Similar to CRP and LDH, ALP is another accepted biomarker of systemic inflammation. ALP is a ubiquitous enzyme that is primarily secreted from the liver, bone, and a wide variety of tumors.39–41 ALP levels often increase together with CRP or LDH levels, such as in metabolic syndrome and some types of cancers. ALP has been identified to serve as a reliable indicator for the prediction of prognosis associated with several malignancies, including NPC.21,32,41 Currently, the exact mechanisms and functions through which ALP is associated with tumor progression remain undefined; however, elevated tumor-derived ALP has been demonstrated to regulate cancer cell proliferation, death, and epithelial plasticity.42,43 These findings suggested that ALP could be a potential therapeutic target, and recent studies have shown that bone-targeted ALP can act as a form of enzyme replacement therapy for hypophosphatasia, highlighting the promising role of ALP as a therapeutic target.44

In addition to the vital roles played by the mediators mentioned above, systemic inflammation has also been correlated with malnutrition, muscle loss, and cachexia development.45 Many lines of evidence have revealed that the activation of a sustaining, chronic, systemic inflammatory response represents one of the earliest and most essential contributing factors for the development of cachexia.46 High levels of circulating cytokines and chemokines play crucial roles in driving the interplay between systemic inflammation, tumor progression, and cachexia.3 Therefore, patients who present with severe systemic inflammation are more likely to suffer from malnutrition. In our study, patients associated with a high risk of malnutrition were also associated with worse survival, in agreement with the findings of several previous studies of nonmetastatic NPC.13–16 Because nutritional status has significant impacts on prognosis, the identification of patients who are at high risk of malnutrition and providing nutritional intervention as early as possible is essential to improving disease outcomes.

The present cohort study has some inevitable limitations. First, this study was performed as a retrospective study, which is associated with the inherent potential for selection bias. Second, the study population was based on patients who had the appropriate measurements of the selected markers; thus, the patient cohorts used in this study are not necessarily representative of all cancer patients who are diagnosed and treated at our institution. Finally, patients who have cancer might also have been diagnosed with some accompanying diseases that can cause changes in the investigated markers, such as metabolic syndrome, hepatic diseases, and skeletal disease. In the current study, 138 (30%) patients were presented with comorbidities, including 43 (9.4%) hepatitis, 22 (4.8%) hypertension, 15 (3.3%) diabetes. Notably, our exploratory sensitivity analysis ( and ) revealed that our findings were quite robust, regardless of comorbidity status.

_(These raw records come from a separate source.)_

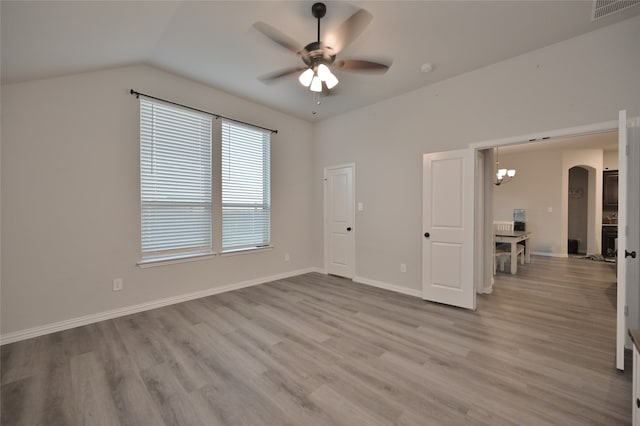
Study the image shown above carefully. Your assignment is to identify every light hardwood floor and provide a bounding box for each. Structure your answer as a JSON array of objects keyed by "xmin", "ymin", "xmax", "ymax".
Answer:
[{"xmin": 0, "ymin": 257, "xmax": 631, "ymax": 426}]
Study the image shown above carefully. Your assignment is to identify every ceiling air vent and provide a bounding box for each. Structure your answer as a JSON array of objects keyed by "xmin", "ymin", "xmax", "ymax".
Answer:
[{"xmin": 591, "ymin": 0, "xmax": 640, "ymax": 21}]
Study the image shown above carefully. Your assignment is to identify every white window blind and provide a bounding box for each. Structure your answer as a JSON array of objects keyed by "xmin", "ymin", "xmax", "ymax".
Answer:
[
  {"xmin": 140, "ymin": 98, "xmax": 213, "ymax": 260},
  {"xmin": 222, "ymin": 120, "xmax": 271, "ymax": 251}
]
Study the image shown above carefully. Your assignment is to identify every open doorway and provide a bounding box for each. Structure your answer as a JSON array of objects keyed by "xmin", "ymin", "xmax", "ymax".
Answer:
[{"xmin": 472, "ymin": 120, "xmax": 635, "ymax": 369}]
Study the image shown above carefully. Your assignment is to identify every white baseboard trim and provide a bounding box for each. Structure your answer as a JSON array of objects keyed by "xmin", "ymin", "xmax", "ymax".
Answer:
[
  {"xmin": 531, "ymin": 251, "xmax": 569, "ymax": 257},
  {"xmin": 353, "ymin": 276, "xmax": 422, "ymax": 297},
  {"xmin": 0, "ymin": 267, "xmax": 321, "ymax": 346}
]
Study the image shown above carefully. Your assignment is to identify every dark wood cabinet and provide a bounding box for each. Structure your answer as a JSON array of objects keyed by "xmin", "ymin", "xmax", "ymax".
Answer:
[
  {"xmin": 602, "ymin": 226, "xmax": 618, "ymax": 257},
  {"xmin": 602, "ymin": 170, "xmax": 618, "ymax": 209}
]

Therefore, the effectiveness of the PNII score would not be hampered by the non-cancer related inflammation in this study.

Conclusion

In conclusion, we developed a clinically useful risk-scoring system based on four readily ascertainable factors that were able to predict the efficacy of first-line chemotherapeutic and survival outcomes for patients with de novo mNPC. This system may help clinicians determine the necessity of personalized treatment strategies before the initiation of first-line treatment. Further external verification of this scoring system remains necessary.